In the short term, there are a few things investors can expect will remain true.

The first is that Intuitive Surgical will continue to deploy more da Vinci units, each of which will yield a long tail of recurring revenue in the form of consumable sales and maintenance contracts, not to mention training fees and accessories. In fact, 79% of Intuitive's sales are from those recurring sources. And given that there are more than 8,200 such units installed worldwide, and that the number of procedures performed with those robots grew at a compound annual growth rate (CAGR) of 15% from 2019 to 2022, Intuitive will continue to expand its sales and earnings for at least the next few years regardless of what J&J manages to do in the same time frame. Due to the costs of installing and training, it's highly improbable that Intuitive's market share will be eroded quickly even if the Ottava proves to be a superior product.

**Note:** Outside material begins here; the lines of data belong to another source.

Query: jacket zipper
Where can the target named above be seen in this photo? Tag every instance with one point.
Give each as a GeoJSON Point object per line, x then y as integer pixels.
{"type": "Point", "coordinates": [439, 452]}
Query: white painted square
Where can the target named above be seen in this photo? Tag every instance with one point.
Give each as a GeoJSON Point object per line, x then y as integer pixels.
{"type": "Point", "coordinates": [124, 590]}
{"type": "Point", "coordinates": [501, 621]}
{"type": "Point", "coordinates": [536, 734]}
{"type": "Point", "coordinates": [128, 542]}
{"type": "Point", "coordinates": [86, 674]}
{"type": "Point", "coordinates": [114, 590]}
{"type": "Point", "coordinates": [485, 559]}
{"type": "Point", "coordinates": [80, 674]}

Then there's the impact of the medical community having had more than 20 years to characterize the da Vinci's capabilities and utility through the frame of scientific investigations. You can find a myriad of scholarly publications analyzing where the da Vinci shines, where it struggles, and how economical it is to use for different purposes, not to mention a body of documented best practices and technical notes.

No new surgical robotics system will have anywhere near the same degree of documentation and medical context, nor will there be a cadre of evangelists who have used it for years and trust it to help them create the intended outcomes for patients. That suggests Johnson & Johnson could struggle to capture market share quickly, as it could take years to earn the same level of proof (developed through studies and scientific literature) that its system works.

So it's fully possible that Intuitive Surgical will eventually lose its market mastery to J&J, but don't count on it happening anytime soon. If you're looking for one robotic surgical stock to invest in today, it's still Intuitive, and that won't change for years (if it ever does).